I do Genetics me.
"Another issue is the statistics presented. A zero match would be enough to prove innocence but a 99.99% match doesn't prove guilt (even your brother will have a better match to you than that."
No match does not mean not guilty, it could mean several things:
- The sequence you're looking for in the DNA isn't present - try a different sequence.
- The DNA has been degraded with DNAse, and there's basically nothing left to identify.
- The person still comitted the crime, but this DNA isn't there's - find more samples!
And it doesn't work in a percentage-wize fashion. You wouldn't use inclusive matching to prove/elmininate a suspect, you would be exclusive - ie, you are either the person whos DNA this belongs to you or not. If the results aren't clear enough, then the lab will say so. They won't speculate.
(Fortunately, criminals leave more than enough DNA at the scene of the crime, which leads to very confident results, especially if the victim put up a fight - grow you're fingernails people!)
Your brother's DNA will be 99.99999% similar, but at the end of the day so is a chimps.
As you're only interested in that 0.000000001% difference, then you are technically only 50% similar (statistically) to your brother (50:50 chance of getting the same chromosome from your mother/father that your brother did) when it comes to the DNA that matters.
And if those odds arn't good enough for you, there are a whoooole bunch of other tests.
You can roughly tell a person's age from there telomere length, so if the brother is 60 and the suspect is 18, it will be very obvious that it isn't him - but a good DNA fingerprint test (which i assume you would use if someone's life is hanging on the results) will look for something in the sample that only one in a billion people will have - and perentage has nothing to do with it.

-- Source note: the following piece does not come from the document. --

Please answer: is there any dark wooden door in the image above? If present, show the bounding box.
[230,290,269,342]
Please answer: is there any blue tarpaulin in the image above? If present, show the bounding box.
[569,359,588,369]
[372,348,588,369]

Just the random errors cells make when they undergo mieosis. These DNA replication errors are totally random.
Anyway, the point i'm trying to make is that DNA fingerprinting IS reliable and very effective if done correctly. You can't say that as 6 perps havn't been caught by fingerprinting, then the whole technique should just be dropped. It *has* caught hundreds of thousands of guilty people, and cleared thousands of other-wize convictable innocents.
Besides, it's not the technique that convicts people - a jury does that based on the evidence.
If they tried to convict someone who's DNA had appeared positive due to contamination, it would be quite obvious something has gone wrong.
"We found your DNA on the kitchen knife that killed your wife, and your family car which could have been used to transport the body was covered in it. A spade in your shed also contained your DNA, which could have been used to bury the victim's body."
"Err..."
"We also found sink and drain unblocker in your sinks and drains, presumably so you could eliminate the DNA evidence. What's more, our detectives noticed that you have Sky+ and have recorded several episodes of CSI Miami, dating as far back as season 1 recorded in 2003 - suggesting you have been planning the murder of your wife for at least 6 years..."
Forensics doesn't work like that. DNA fingerprinting is worthwhile, and really is very very accurate providing the source is of good quality.
So rest assured people, no one is going away for a crime they didn't commit simply because a lab assistant labeled a test tube incorrectly. If that ever does happen, a lab would quickly loose it's licence and go out of buisness when the inevitable re-trial comes around.